2. In return for the payment by Xxxxxxxx for said interest, it is agreed
that Xxxxxxxx shall be entitled to receive 20% of all net profit derived from
the operation of said mobile home sales lot, to include, but not limited to,
sales of manufactured homes, both new and used, sales of tires and axles, and
volume rebates paid unto the corporation by the manufacturers. It is agreed that
such distribution shall be made to Xxxxxxxx on a quarterly basis beginning with
the last quarter of 1996, and continuing at the end of each and every subsequent
quarter thereafter. It is further agreed that the $ 15,000 note from Xxxxxxxx to
Mayfair be deducted from said distributions.
3. It is further agreed that Xxxxxxxx and associated companies i.e.
"Xxxxxxxx Home Transport" shall have the option to do the deliveries and set-ups
of the homes sold off of said sales center as long as said services are done in
a satisfactory manner and at competitive prices, and
4. It is agreed and anticipated that this agreement be assigned to a
corporation to be created by both parties by January of 1997.
In witness whereof, the parties hereto set their hands and affixed their
seals on this, the 1st day of September 1996.

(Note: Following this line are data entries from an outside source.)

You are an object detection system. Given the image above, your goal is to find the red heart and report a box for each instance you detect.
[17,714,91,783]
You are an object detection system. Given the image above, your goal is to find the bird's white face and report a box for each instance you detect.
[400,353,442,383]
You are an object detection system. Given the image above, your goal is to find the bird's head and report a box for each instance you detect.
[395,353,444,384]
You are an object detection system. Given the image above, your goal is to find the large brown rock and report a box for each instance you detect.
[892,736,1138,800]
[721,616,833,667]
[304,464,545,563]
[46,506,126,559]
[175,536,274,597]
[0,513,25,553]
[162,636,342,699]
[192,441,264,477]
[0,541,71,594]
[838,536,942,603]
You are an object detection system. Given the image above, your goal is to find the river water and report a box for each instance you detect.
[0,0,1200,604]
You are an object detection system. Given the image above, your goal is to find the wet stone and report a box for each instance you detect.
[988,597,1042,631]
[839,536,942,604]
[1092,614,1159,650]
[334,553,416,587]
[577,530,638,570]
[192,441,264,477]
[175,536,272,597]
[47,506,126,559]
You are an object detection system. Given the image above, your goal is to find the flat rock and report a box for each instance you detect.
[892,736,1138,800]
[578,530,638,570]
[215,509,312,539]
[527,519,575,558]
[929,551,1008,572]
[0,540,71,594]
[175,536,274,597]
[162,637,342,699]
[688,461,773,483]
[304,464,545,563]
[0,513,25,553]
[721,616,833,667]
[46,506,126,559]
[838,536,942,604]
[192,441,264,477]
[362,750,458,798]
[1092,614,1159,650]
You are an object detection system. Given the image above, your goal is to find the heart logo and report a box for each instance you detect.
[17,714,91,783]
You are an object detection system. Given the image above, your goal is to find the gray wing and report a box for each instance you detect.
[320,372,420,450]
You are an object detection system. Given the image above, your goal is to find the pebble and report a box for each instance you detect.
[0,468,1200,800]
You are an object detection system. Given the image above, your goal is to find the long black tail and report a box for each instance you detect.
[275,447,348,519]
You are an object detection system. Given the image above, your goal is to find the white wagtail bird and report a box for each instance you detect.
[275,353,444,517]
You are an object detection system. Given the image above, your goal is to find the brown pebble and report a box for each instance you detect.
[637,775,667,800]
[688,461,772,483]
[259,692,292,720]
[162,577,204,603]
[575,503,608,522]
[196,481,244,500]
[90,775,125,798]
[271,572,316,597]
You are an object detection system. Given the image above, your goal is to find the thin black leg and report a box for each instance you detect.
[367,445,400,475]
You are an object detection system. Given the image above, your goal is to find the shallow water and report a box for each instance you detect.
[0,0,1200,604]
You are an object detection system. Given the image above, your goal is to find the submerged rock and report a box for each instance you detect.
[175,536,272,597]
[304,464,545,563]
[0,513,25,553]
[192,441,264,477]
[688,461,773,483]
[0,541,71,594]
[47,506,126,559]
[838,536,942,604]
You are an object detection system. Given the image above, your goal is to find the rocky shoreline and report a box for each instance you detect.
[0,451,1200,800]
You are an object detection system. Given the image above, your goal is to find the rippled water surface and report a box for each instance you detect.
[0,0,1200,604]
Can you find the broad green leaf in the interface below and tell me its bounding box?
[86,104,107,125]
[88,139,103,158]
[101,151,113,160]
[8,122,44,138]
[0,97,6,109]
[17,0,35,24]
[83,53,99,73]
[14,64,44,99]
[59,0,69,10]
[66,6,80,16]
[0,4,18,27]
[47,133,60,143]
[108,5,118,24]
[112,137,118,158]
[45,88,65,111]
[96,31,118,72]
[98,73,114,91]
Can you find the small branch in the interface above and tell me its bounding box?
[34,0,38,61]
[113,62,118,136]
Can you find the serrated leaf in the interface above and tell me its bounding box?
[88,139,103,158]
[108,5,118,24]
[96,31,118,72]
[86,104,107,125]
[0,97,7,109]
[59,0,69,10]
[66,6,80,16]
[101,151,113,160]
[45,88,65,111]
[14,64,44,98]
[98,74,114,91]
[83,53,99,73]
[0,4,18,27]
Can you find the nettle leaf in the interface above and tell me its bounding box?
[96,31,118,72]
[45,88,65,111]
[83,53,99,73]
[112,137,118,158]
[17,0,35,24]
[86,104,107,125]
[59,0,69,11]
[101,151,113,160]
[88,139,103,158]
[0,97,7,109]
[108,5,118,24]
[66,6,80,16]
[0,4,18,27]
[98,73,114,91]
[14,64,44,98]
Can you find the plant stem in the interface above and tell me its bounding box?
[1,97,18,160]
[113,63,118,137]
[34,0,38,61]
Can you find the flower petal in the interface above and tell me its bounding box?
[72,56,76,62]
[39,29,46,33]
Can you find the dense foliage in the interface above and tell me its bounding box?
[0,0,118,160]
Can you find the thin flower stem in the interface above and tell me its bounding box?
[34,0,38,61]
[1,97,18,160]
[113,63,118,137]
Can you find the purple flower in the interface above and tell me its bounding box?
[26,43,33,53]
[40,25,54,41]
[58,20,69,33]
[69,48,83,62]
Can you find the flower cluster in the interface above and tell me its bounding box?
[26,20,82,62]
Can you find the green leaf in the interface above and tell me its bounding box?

/s/Xxxxxx Xxxxxxx /s/ Xxxxxxx X. Xxxxxxxx
----------------- -----------------------
Xxxxxxx X. Xxxxxxxx
/s/Xxxxxx Xxxxxxxxx /s/ E. Xxxxxx Xxxxx
------------------- -------------------
MAYFAIR HOMES CORPORATION
E XXXXXX XXXXX
PRESIDENT
Apple Homes
Corporation
0000 Xxxxxxx Xxxx, Xxxxx 000
Xxxxxxx, XX 00000
(000) 000-0000
FAX (000) 000-0000
STATE OF GEORGIA
COUNTY OF RICHMOND
AMENDMENT
This amendment is made to the agreement entered into on the 1st day of
September, 1996, by and between Mayfair Homes Corporation, a Delaware
Corporation now known as Apple Homes Corporation, with its principal place of
business located at 0000 Xxxxxxx Xxxx, Xxxxx 000, Xxxxxxx, Xxxxxxx 00000,
hereinafter referred to as "Apple" and Xxxxxxx Xxxxxxxx, a resident of 0000
Xxxxxxxxxxxxx Xxxx, Xxxxxxx, Xxxxxxx 00000, hereinafter referred to as
"Xxxxxxxx".
WITNESSETH
This amendment affects only those sections addressed herewith. The original
agreement stays in affect in every way except for these amendments:
1. The payment of any dividends is at the discretion of the officers of
the company.
2. It is agreed that 25-33% of the net profits of said company, (X.X.
Homes), will remain in working capital until a minimum of $100,000
working capital exists.
3. Further, it is agreed that bonuses and management fees will be at the
discretion of the officers of X.X. Homes and will be paid quarterly
depending on the profitability of the company.
In witness whereof, the parties hereto set their hands and affixed their
seals on this the 1st day of April 1998.
/s/ E. Xxxxxx Xxxxx /s/ Xxxxxxx X. Xxxxxxxx
E. Xxxxxx Xxxxx Xxxxxxx X. Xxxxxxxx
President President
Apple Homes Corporation X.X. Homes, Inc.